Kendariinfo

Media Milenial Sultra

URL Berhasil Disalin
Kendari

Rencana Kolam Retensi Nangananga di Kendari, Proyeksi Bisa Tekan Debit Banjir hingga 54 Persen

0
0
Wali Kota Kendari, Siska Karina Imran saat menerima kunjungan kerja Komisi V DPR RI di Kota Kendari. Foto: Istimewa. (22/4/2026).

Kendari – Rencana pembangunan Kolam Retensi Nangananga di Kecamatan Baruga, Kota Kendari, Sulawesi Tenggara (Sultra), dirancang memiliki kapasitas tampung 1,58 juta meter kubik air dan diproyeksikan mampu menekan debit banjir hingga 54 persen.

Proyek ini menjadi salah satu langkah utama pemerintah dalam mengendalikan banjir yang kerap terjadi, terutama di wilayah hilir saat curah hujan tinggi.

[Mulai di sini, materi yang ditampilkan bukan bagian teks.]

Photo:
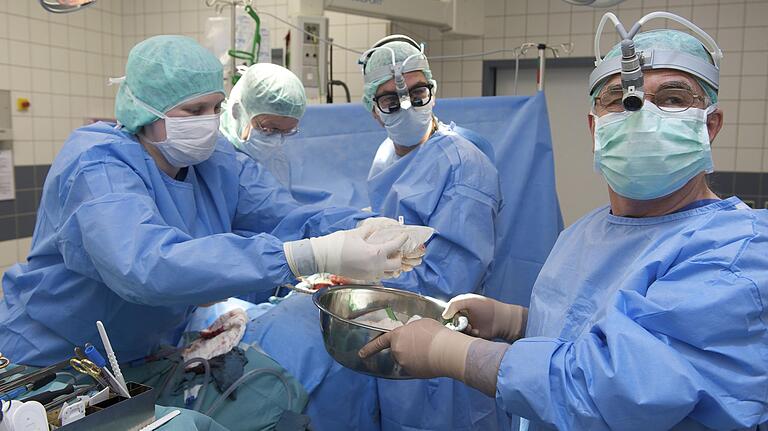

Secara teknis, kolam retensi akan dibangun di atas lahan seluas 45,54 hektare. Selain berfungsi sebagai penampung air, infrastruktur ini juga mengusung konsep pengendalian banjir berbasis ekosistem.

Wali Kota Kendari, Siska Karina Imran saat menerima kunjungan kerja Komisi V DPR RI di Kota Kendari. Foto: Istimewa. (22/4/2026).

Tak hanya itu, kawasan Kolam Retensi Nangananga juga dirancang sebagai ruang publik multifungsi. Pemerintah menyiapkan area tersebut menjadi lokasi olahraga dan rekreasi, sekaligus kawasan konservasi untuk menjaga kualitas lingkungan dan cadangan air tanah.

Wali Kota Kendari, Siska Karina Imran, menyebut pembangunan ini sebagai langkah strategis dalam menjawab persoalan banjir di daerahnya.

“Ini merupakan bagian dari upaya penanganan banjir yang lebih terarah. Kami juga mengapresiasi dukungan Komisi V DPR RI yang telah memperjuangkan aspirasi daerah hingga ke tingkat pusat,” katanya saat menerima kunjungan kerja Komisi V DPR RI, Rabu (22/4/2026).

Ia menambahkan, koordinasi dengan Pemerintah Provinsi (Pemprov) Sulawesi Tenggara (Sultra) terus diperkuat agar berbagai kendala teknis di lapangan bisa segera diselesaikan.

Dari sisi anggaran, proyek ini diperkirakan membutuhkan dana sekitar Rp385,34 miliar. Saat ini, pemerintah tengah mengurus pembaruan penetapan lokasi (Penlok) sebagai bagian dari tahapan awal pembangunan.

Sementara itu, Pelaksanaan Harian (Plh.) Direktur Jenderal Sumber Daya Air Kementerian PUPR, Adenan Rasy, menyampaikan bahwa proses pembebasan lahan ditargetkan selesai pada 2026 sehingga pembangunan fisik dapat segera dimulai.